Now, you’re probably wondering what a chemical etching company is doing on H2 View, a platform dedicated to news, views and analysis throughout the hydrogen energy supply chain.
Well, Precision Micro is currently working with a number of alternative energy providers in developing photo-etched bi-polar plates for their fuel cell stacks.
H2 View spoke exclusively with Mick Taylor (pictured left), Precision Micro’s Commercial Director, to find out more about the company’s role in the hydrogen space and what exactly bi-polar plates are…
Thanks for giving us your time Mick.

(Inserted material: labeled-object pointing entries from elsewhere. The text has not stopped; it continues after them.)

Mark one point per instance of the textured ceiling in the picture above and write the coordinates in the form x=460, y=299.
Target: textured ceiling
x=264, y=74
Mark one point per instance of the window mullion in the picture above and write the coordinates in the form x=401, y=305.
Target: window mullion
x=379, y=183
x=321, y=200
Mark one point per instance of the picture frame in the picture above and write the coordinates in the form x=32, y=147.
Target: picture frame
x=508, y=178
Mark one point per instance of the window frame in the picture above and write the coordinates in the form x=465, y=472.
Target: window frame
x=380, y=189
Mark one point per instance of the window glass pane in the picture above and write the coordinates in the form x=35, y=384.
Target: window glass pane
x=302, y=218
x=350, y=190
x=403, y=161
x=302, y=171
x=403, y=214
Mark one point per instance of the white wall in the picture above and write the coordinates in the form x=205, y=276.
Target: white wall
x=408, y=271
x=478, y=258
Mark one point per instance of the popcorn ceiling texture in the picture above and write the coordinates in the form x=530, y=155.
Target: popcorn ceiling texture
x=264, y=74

Could you tell us a bit more about Precision Micro and what chemical etching is?
Precision Micro manufactures high-precision metal components using our industry-leading photo-chemical etching service.

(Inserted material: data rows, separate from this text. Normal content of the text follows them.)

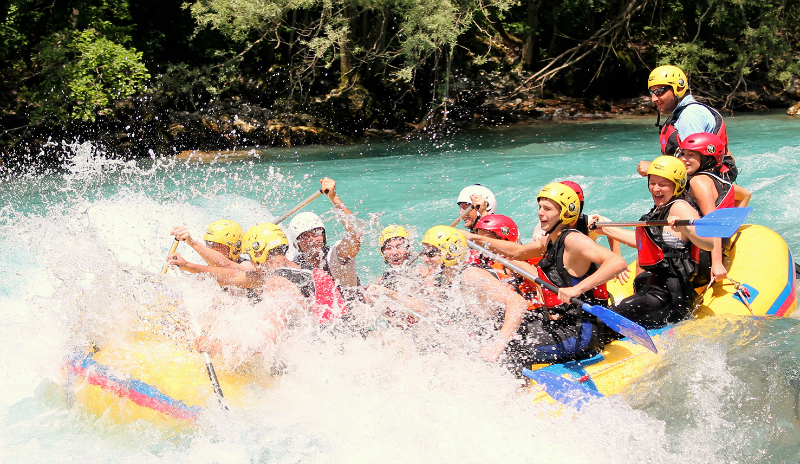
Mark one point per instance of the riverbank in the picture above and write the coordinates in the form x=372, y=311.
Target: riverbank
x=236, y=127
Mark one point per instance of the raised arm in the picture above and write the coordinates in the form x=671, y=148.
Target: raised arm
x=508, y=249
x=350, y=244
x=224, y=276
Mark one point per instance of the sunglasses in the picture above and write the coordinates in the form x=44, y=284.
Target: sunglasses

Chemical etching is a subtractive sheet metal machining process which uses digital tooling and chemical enchants to create complex and highly accurate precision parts from thin gauge metals.
Unlike parts produced by traditional sheet metalworking technologies, etched components are free from stresses and burrs with no mechanical force or heat used, leaving material properties unaltered.

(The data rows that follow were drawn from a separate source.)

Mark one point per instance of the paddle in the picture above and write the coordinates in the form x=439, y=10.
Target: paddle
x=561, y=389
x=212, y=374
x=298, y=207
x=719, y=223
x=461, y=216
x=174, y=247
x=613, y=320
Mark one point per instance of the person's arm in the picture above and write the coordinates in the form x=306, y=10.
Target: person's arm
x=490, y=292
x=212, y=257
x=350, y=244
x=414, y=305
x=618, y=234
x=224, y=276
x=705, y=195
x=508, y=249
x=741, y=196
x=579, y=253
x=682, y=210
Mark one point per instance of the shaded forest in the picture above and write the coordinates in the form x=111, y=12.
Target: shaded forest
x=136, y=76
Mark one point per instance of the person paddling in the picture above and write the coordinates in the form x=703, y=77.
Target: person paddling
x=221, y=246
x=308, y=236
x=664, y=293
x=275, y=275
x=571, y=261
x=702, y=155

What activities related to hydrogen is Precision Micro currently pursuing?
Currently, we are working with a number of leading alternative energy providers in developing photo-etched bipolar plates for their fuel cell stacks.
What are bi-polar plates?
Bi-polar plates are typically machined with complex grooves or channels which enable liquid and gases to flow and can be variously manufactured using CNC-machining, hydroforming and stamping, but there are question marks over the scalability and capability of these processes.
Unlike hydroforming and stamping, etching requires no hard tooling, the use of digital tooling being inexpensive to produce and adapt, and therefore allowing designs to be optimised at minimal cost.
The process also offers almost unlimited channel complexity on both sides of the plate – etching these features simultaneously – and can profile plates which are burr-free, stress-free and flat, meaning stack bonding accuracy will not be compromised.
Can you tell us about any recent hydrogen-related projects?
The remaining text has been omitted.